After these iconic images, the Spaniards career has been defined by those of other masters, notably Michelangelo Pistoletto, who lived in Spain and who introduced to the world the visual culture of the Spanish countryside the same drawing technique that had been practiced by the young king himself, Enrique Peña. What sets Velázquez apart from other artists, like Peña, who colonized different cultures and then lived there, is that he never stopped painting. This exhibition, entitled La gran cerda (The Garden), presented a view of Velázquezs life and work from the viewpoint of the painter who once lived there and painted in exile.In this exhibition, the presence of a painting was more than an invitation to stroll through the gardens. It was a reminder that painting is a medium, not a playground, and one that one can easily lose oneself in. An extraordinary painting, it included a chair, a sofa, a bridge, and a car. This was Velázquezs Garden, 1998–99, which he recently installed in the garden of the Villa de la Rosario, the former residence of the Duke of Alba.
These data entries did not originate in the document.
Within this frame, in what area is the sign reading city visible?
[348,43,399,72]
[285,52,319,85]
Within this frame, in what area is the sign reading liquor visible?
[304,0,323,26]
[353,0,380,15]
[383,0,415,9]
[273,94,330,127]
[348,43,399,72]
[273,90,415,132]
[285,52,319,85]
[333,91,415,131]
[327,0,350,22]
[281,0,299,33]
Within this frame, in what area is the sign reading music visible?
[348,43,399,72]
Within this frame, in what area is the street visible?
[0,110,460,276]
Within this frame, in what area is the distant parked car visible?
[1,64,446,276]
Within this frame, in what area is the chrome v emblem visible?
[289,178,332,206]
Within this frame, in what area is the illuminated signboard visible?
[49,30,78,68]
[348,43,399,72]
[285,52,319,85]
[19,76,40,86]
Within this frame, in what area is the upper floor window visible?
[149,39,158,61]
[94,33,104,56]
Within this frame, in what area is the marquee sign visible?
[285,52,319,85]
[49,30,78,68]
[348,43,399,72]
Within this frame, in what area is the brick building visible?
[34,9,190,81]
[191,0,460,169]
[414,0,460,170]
The painting reflects the multiplicity of the young artist's imagination and the uniqueness of his position. Here, the artist's image is projected onto a black and white photograph of the gardens, which he took at the Garden of Olombre de las Arenas in Spain, where he has lived since 1998. Thus, one can imagine Velázquez as an exotic vivant, a work in progress that cannot be fully realized in the exhibition. It is only through the painting's possibility to remain a work in progress that it is realized.